Some areas of England are cutting back on IVF fertility treatment to save money, a charity believes.
Fertility Network UK, which monitors provision, says the situation is worsening and in stark contrast to that in Scotland, where women can get three full cycles of NHS-funded treatment.
An NHS England spokesman said Clinical Commissioning Groups had “to balance demands on the NHS locally”.
IVF treatment has been restricted or halted in 13 areas since January.
Eight other parts of England are consulting on taking similar steps, says the charity.
It is not a new issue – IVF provision in England has been variable for years.
Guidelines from the advisory group NICE, issued 13 years ago, say the NHS should provide three full cycles of IVF treatment for women aged under 40 who have failed to get pregnant after two years of trying.
But the recommendations are not binding – it is up to local NHS providers to decide what to offer.
GP-led groups in Bristol, North Somerset and South Gloucestershire are proposing to restrict IVF to women aged 30 to 35. Only those with “exceptional circumstances” outside that age bracket would be considered for free treatment.
An NHS England spokesperson said: “Ultimately these are decisions for Clinical Commissioning Groups, who are under an obligation to balance the various competing demands on the NHS locally while living within the budget parliament has allocated.”
Leceia Gordon-Mackenzie, deputy chief executive of Fertility Network UK, says patients are being let down.
“To deny those affected medical help is a short-sighted and a false economy.

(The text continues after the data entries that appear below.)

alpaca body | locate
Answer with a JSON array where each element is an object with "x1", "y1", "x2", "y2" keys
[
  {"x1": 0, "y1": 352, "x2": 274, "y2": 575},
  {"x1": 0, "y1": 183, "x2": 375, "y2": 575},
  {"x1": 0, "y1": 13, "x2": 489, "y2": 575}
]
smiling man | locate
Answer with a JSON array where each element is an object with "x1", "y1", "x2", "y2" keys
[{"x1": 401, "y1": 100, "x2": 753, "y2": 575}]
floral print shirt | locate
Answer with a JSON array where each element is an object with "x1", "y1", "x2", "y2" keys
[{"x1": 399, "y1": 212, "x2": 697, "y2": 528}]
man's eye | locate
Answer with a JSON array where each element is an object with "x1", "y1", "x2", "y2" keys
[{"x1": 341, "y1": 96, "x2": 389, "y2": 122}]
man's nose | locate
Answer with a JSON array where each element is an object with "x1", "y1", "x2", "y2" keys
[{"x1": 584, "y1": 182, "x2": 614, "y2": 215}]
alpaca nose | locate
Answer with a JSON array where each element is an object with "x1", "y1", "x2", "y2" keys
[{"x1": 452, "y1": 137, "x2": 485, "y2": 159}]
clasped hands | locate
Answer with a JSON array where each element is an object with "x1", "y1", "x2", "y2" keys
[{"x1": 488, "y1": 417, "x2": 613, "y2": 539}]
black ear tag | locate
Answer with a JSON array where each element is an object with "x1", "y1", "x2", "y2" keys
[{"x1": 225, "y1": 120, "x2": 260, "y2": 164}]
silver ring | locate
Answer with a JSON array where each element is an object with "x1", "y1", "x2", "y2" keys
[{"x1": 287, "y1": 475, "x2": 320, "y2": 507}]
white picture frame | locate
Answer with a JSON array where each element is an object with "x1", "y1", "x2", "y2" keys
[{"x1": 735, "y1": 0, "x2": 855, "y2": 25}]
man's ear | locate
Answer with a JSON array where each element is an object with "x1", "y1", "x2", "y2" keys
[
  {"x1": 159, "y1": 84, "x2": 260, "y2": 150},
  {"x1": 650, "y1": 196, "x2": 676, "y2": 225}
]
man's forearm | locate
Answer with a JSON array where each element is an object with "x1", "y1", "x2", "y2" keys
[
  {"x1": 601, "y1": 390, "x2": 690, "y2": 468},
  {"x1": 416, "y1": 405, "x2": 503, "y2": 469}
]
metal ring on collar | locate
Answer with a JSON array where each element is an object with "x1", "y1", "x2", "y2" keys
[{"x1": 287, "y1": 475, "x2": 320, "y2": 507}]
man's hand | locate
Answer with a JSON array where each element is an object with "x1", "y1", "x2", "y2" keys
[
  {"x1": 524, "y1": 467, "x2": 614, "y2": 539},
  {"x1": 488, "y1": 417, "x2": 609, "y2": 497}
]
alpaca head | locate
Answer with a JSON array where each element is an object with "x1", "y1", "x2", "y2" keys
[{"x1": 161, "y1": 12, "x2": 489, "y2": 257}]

“England pioneered IVF approaching 40 years ago, but that achievement is meaningless if only those who can afford to pay for IVF benefit from it. The Clinical Commissioning Groups need to understand the devastating impact these cuts have and stop failing patients who are already devastated and vulnerable.”
Since 2010, Wales has offered two rounds of IVF to eligible women. In Northern Ireland, women are offered one IVF cycle.